Extraction of bacterial DNA using MagMAX™ CORE Nucleic Acid Purification Kit on KingFisher™ Flex Instrument
Leyi Wang, Carol Maddox, Melanie Prarat, Yan Zhang, Lifang Yan, Akhilesh Ramachandran, Sai Sankara Narayanan, Girish Patil, Sarah Nemser, Olgica Ceric, Mothomang Oyinloye
Disclaimer
Reference to any commercial materials, equipment, or process does not in any way constitute approval, endorsement, or recommendation by the Food and Drug Administration.
Abstract
This procedure is used to extract genome DNA of bacteria isolates using theMagMAX™ CORE Nucleic Acid Purification Kit on the KingFisher Flex Robot. The process consists of Sample processing, Prepare plates for Robot, and Operate on KingFisher Flex machine.
Steps
Prepare plates for Robot
Prepare Wash Plate 2 by adding 500 μL of MagMAX™ CORE Wash Solution 2
Prepare Wash Plate 1 by adding 500 μL of MagMAX™ CORE Wash Solution 1
Prepare Elution Plate by adding 100 μL of MagMAX™ CORE Elution Buffer
Set Tip Comb in a 0.5 ml 96-Well Plate
| A | B | C | D |
|---|---|---|---|
| Plate setup of Processing Plates: KingFisher™ Flex instrument | |||
| Plate ID | Plate Type | Reagent | Volume Per Well |
| Wash Plate 1 | Deep Well | MagMAX™ CORE Wash Solution 1 | 500 μL |
| Wash Plate 2 | Deep Well | MagMAX™ CORE Wash Solution 2 | 500 μL |
| Elution Plate | Standard | MagMAX™ CORE Elution Buffer | 100 μL |
| Tip Comb Plate | Standard | Place a tip comb in the plate | Place a tip comb in the plate |
Prepare Bead/PK mix by adding 20 μL of MagMAX™ CORE Magnetic Beads and 10 μL of MagMAX™ CORE Proteinase K for the required number of samples plus 10% overage.

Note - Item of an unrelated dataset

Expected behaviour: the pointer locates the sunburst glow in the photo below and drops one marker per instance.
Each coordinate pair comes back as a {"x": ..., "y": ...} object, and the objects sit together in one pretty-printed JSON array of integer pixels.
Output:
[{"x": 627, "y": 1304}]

Prepare Lysis/Binding solution by adding 350 μL of MagMAX™ CORE Lysis Solution and 350 μL of MagMAX™ CORE Binding Solution for for the required number of samples plus 10% overage. Mix by inverting the tube or bottle at least 10 times.

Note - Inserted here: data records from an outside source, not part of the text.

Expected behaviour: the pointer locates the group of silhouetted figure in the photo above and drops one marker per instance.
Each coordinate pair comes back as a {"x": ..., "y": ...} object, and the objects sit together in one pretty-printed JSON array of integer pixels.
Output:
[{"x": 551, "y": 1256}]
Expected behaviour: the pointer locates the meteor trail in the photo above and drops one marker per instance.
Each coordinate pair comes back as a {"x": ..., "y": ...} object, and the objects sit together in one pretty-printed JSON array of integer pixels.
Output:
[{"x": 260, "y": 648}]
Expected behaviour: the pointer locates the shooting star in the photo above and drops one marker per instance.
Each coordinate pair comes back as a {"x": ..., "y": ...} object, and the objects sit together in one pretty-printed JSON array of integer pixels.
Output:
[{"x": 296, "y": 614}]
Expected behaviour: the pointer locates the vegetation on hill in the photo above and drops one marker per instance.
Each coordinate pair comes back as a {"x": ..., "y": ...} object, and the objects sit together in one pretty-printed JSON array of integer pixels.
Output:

Invert the tube of Bead/PK Mix several times to resuspend the beads, then add 30 μL of the Bead/PK Mix to the required wells in the 2.4 mL 96- deep well sample plate.

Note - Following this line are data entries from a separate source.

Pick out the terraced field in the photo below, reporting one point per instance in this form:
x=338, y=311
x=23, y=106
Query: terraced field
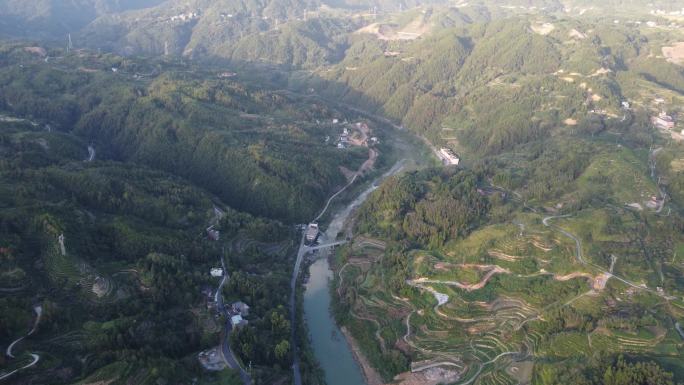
x=478, y=313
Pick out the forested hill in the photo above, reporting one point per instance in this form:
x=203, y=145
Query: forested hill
x=259, y=151
x=495, y=85
x=52, y=19
x=115, y=256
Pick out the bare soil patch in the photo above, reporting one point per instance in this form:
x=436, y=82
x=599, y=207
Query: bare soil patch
x=675, y=54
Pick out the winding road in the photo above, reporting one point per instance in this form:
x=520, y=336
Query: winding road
x=580, y=258
x=227, y=353
x=39, y=312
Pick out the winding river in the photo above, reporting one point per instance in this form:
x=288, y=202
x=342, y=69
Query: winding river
x=330, y=347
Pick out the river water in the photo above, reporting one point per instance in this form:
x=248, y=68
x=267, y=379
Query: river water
x=330, y=347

Transfer 200 μL sample to a well with 30 μL Bead/PK mix in Sample plate. Shake vigorously for 2 minutes on a plate shaker at room temperature, or pipette mix them and incubate for 2 mins at room temperature.
Add 700 μL of Lysis/Binding Solution to each sample-containing well.
Sample processing
From plate, scoop a full loop of 1-μl loop to 200 μL of PBS or molecular grade water solution. Mix the sample by vortexing.
Operate on KingFisher Flex machine
Select the right script on the instrument or load the script if it was not already in the instrument.
Download kit script KingFisher Flex heated script: MagMAX CORE_Flex.bdz at https://www.thermofisher.com/order/catalog/product/A32700#/A32700, and then use BindIt sofware to transfer this script from a computer to the machine with the connection line.
BindIt software can be requested and downloaded at the website https://www.thermofisher.com/us/en/home/global/forms/life-science/download-bindit-software-kingfisher-instruments.html
Start the run, then load the prepared plates in the appropriate positions when prompted by the instrument. The instrument will direct the user as to which plate to load in what position.
Load the Tip Comb Plate
Load the Elution Plate
Load the Wash Plate 1
Load Wash Plate 2
Lastly, load the sample plate
Click Start Button, and the machine will process and complete in around 20 mins
Laboratory specific variations from protocol
Ohio ADDL: use molecular grade water to resuspend the colonies.
Illinois VDL, Mississippi VRDL, and Oklahoma ADDL: use PBS to resuspend the colonies.
Oklahoma ADDL: uses Dry Garnet 0.7mm beads (component of QiAMP fecal kit) to lyse the colony solution on Qiagen Tissuelyzer II (Cat. No. / ID: 85300) for 90seconds at 30Hz.